Pasuruan//Ankasapost.Id – Indikasi kuat adanya Oknum LMDH atau Lembaga Masyarakat Desa Hutan terkait dengan oknum inisial DAR yang mengatasnamakan perhutani meminta pada 8 warga yang menggunakan lahan perhutani sebesar uang 2 juta rupiah bila tidak bayar uang tersebut maka menurut keterangan yang tersebar pada warga.

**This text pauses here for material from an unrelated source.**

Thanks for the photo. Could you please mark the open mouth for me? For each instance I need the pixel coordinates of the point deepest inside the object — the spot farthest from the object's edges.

Menurut Kelompok Tani Hutan (KTH) Pak Narimun mengatakan pada awak media ,”Bawasannya saya hanya disuruh ngambil retribusi Rp 47.700 setiap tahun disetorkan ke Perhutani, dulu kalau masih LMDH masih ada bukti kwitansi sekarang setelah ganti KTH sudah gak ada lagi kwitansinya”, ujarnya.
Pengakuan Pak Sutik yang selama ini sudah mengelola pembibitan pinus sama rumput gajah merasa sudah diakal akali oleh Oknum DAR yang melakukan ancaman dan menindas pada warga, harapan warga harus dikembalikan dan lahan yang selama ini digunakan warga pun juga harus diserahkan.
Dan keinginan oknum warga inisial DAR harus menyerahkan lahan yang sudah menyerobot lahan perhutani tersebut maka warga akan melaporkan ke APH Pasuruan atas tindakan yang dilakukan oleh oknum DAR.
Margono sebagai Asper di wilayah Dawuhan Sengon saat itu menginformasikan bahwa tidak merasa menyuruh Inisial DAR terkait kasus alih lahan. (Rif)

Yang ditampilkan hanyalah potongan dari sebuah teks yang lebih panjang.